Si. I valori numerici sono relativi alle curve di gamma del software. Le curve Adobe sono diverse da quelle PhaseOne, Nikon ecc. e quindi in K si hanno numeri diversi ma visivamente il risultato è identico.

Inoltre poichè i profili ottenuti non sono ICC ma seguono uno standard DNG specifico, sono usabili SOLO su ACR e LR e quindi non ha alcun senso valutare alcunchè su altri software.
Si. Quello che diceva Mauro è dovuto a quello che ho scritto sopra sull'interpolazione eseguita in ACR/LR. Ossia se gli illuminanti (in questo caso interessa la temperatura più che altro) sono distanti, l'interpolazione è più precisa. Se sono troppo vicini, poichè la formula usa gli inversi 1/x, si avrebbero risultati troppo ravvicinati.

A me questa storia dell'illuminante "free" non convince un gran che. Ho il sospetto che Passport lavorerebbe meglio comunque se si fornissero i valori 6500 e 2850. Ma non ne sono certo. E manco ho tanta voglia di pormi il problema....eh eh!
Giusto. Lo abbiamo detto pocanzi.
I "profili DNG" di Adobe sono un adattamento a loro uso e consumo e quindi in realtà sono basati su un basso numero di campioni e matrici/tavole di trasformazione non particolarmente sofisticate che partendo da colori "base" realizzano un successivo adattamento. Il concetto dei profili di conversione ICC è differente in quanto si adattano i colori all'origine.

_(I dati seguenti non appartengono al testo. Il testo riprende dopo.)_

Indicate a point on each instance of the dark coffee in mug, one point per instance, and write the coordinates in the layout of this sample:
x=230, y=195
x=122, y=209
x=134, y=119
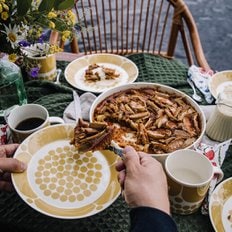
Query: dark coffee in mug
x=29, y=124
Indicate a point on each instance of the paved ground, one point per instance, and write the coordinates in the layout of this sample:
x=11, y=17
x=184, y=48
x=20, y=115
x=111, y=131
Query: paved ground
x=214, y=21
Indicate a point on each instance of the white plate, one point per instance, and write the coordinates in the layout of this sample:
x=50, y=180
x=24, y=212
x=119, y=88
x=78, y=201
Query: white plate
x=74, y=72
x=60, y=182
x=220, y=206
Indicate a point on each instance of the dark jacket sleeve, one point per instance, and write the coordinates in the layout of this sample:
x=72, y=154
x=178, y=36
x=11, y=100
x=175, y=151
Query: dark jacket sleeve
x=150, y=220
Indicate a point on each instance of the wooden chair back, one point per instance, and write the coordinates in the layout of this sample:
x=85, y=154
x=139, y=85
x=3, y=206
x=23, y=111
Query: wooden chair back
x=132, y=26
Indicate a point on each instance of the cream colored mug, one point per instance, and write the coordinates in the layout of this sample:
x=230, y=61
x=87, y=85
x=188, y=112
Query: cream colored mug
x=26, y=119
x=189, y=174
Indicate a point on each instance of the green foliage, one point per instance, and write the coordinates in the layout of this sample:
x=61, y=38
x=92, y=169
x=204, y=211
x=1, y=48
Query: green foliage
x=63, y=4
x=46, y=5
x=23, y=6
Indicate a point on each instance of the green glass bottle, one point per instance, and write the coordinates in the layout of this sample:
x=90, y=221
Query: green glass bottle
x=12, y=90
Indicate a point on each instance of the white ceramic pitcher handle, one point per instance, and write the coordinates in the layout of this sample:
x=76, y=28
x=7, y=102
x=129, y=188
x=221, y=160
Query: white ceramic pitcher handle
x=218, y=173
x=56, y=120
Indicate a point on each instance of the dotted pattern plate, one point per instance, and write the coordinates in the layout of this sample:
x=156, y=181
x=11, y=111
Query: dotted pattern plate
x=60, y=181
x=220, y=206
x=75, y=72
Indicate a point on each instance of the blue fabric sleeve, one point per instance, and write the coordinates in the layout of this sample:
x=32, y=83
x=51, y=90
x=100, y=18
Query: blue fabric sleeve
x=147, y=219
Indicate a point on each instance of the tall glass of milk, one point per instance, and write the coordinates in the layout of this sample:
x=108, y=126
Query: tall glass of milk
x=219, y=125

Io uso ProfileMaker per analisi dei profili ma quando ho realizzato parecchi tempo fa profili per CaptureOne (giusto per ridere...ehm) non mi parevano una gran cosa rispetto a quelli "base" forniti. E nemmeno PhaseOne fornisce molte indicazioni su cosa fare. Se vuoi mandami uno scatto della tavola e appena posso creo un profilo. Però non garantisco nulla! Per creare profili devi partire da uno scatto RAW a 5000K (mi pare che sia la temperatura base usata dai profili PhaseOne) e salvarli usando "no color correction" come profilo ICC, "Film Standard" o quella che pensi userai più spesso come curva di contrasto ed inserire il profilo ICC nel TIFF risultante "embed camera profile".

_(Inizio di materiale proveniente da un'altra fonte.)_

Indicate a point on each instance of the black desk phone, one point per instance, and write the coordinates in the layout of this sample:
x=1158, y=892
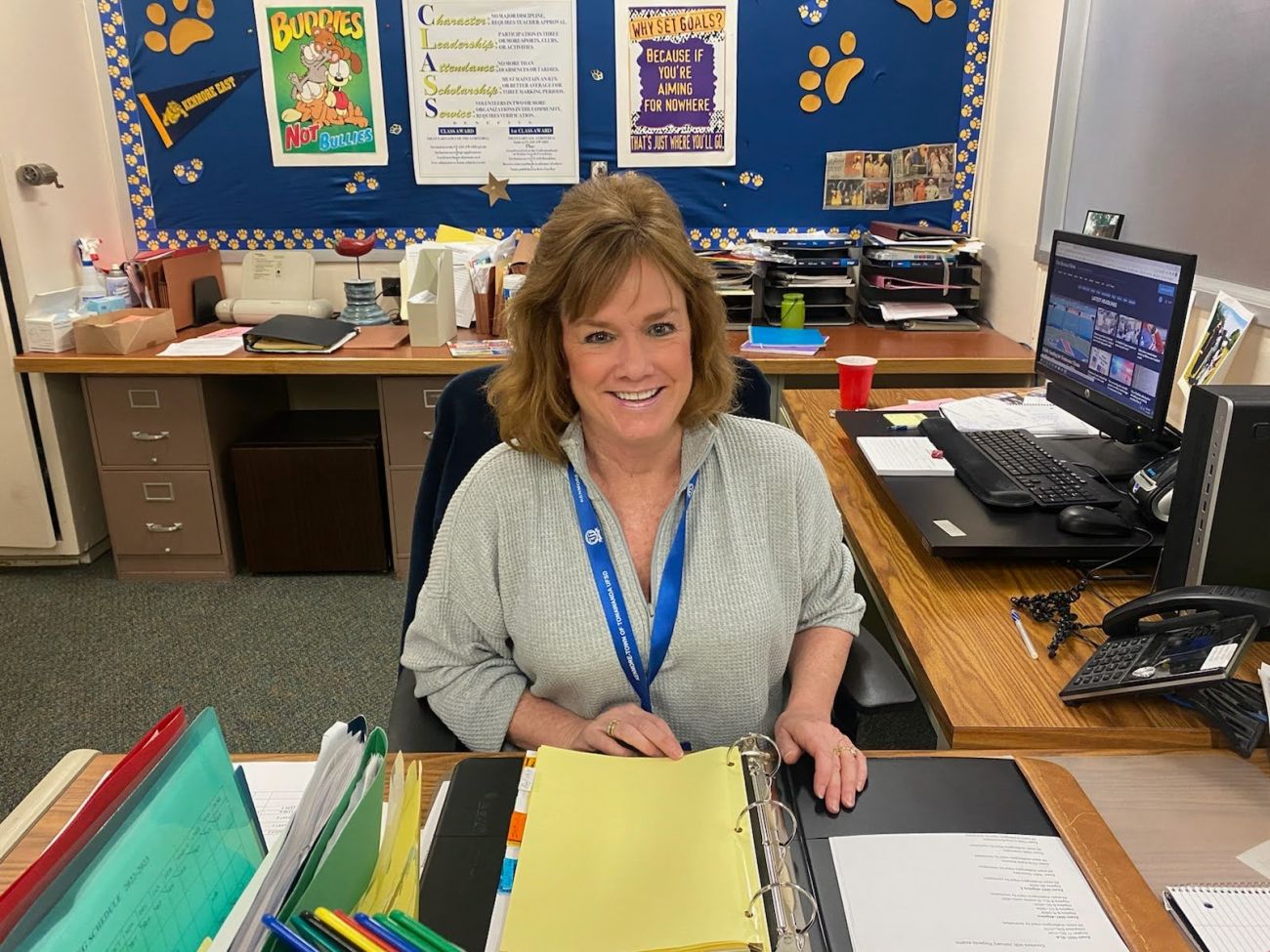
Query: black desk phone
x=1185, y=650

Tieni presente però che la tavola x-rite ha comunque poche tinte e di solito i profili ICC si creano con tavole più "complete" ma tant'è....

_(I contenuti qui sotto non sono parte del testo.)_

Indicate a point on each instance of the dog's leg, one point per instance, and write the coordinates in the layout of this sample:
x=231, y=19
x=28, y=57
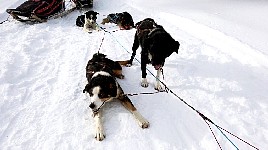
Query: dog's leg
x=144, y=82
x=99, y=127
x=157, y=85
x=143, y=123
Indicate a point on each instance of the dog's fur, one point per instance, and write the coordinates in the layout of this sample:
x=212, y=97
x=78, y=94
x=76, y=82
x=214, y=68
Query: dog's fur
x=88, y=21
x=156, y=45
x=123, y=20
x=102, y=87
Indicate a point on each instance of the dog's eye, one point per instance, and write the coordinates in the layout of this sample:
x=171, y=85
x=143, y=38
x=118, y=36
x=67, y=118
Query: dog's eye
x=102, y=95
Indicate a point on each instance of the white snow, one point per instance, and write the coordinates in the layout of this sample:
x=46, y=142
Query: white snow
x=221, y=70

Io credo comunque che i profili nativi PhaseOne siano migliori. E del resto credo che molti scelgano CaptureOne per la resa cromatica "nativa", quindi non dovrebbe esservi vantaggio a cercare ulteriori "aggiustamenti".

Saluti

Massimo


Tarare con campioni imperfetti non è mai raccomandabile. Sono soldi buttati. Le DSRL hanno seri problemi di gamut (non tollerano facilmemte la calibrazione IT-8) e di illuminante: chi ci dice che una certa luce ha una certa temperatura di colore? Ci vuole un termocolorimetro a parte? Non perdete troppo tempo, magari i profili delle Case sono "personalizzati" e non fedeli, ma un software terzo, come ACR o Capture One Pro 7 o Silkypix, è certamente raccomandabile e preferibile. ACR è debole come demosaicing, anzi fa ridere, ma questo è un altro discorso.
Poi la fotocamera non deve riprodurre colori "naturali", ma, se può, "supernatural", specie nei paesaggi e di notte. Qual è la fedeltà? Quella di una definizione tecnica o di un occhio con il suo AWB automatico e non disinseribile?

A presto telefono.gif

Elio
TheSandman
Iscritto
Messaggio: #25
Sinceramente non capisco questa cosa dello scegliere la temperatura, usare lampade.
Ho la tavoletta X-rite e mi ha spiegato il suo utilizzo un fotografo che lavora per Apromastore (fa il distributore e organizza workshop per spiegare l'utilizzo dei loro prodotti).
Bilanciamento del bianco con la tavoletta (quindi la luce us quella che c'è); scatto con la toveletta 24 colori che userò per creare il profilo con ACR.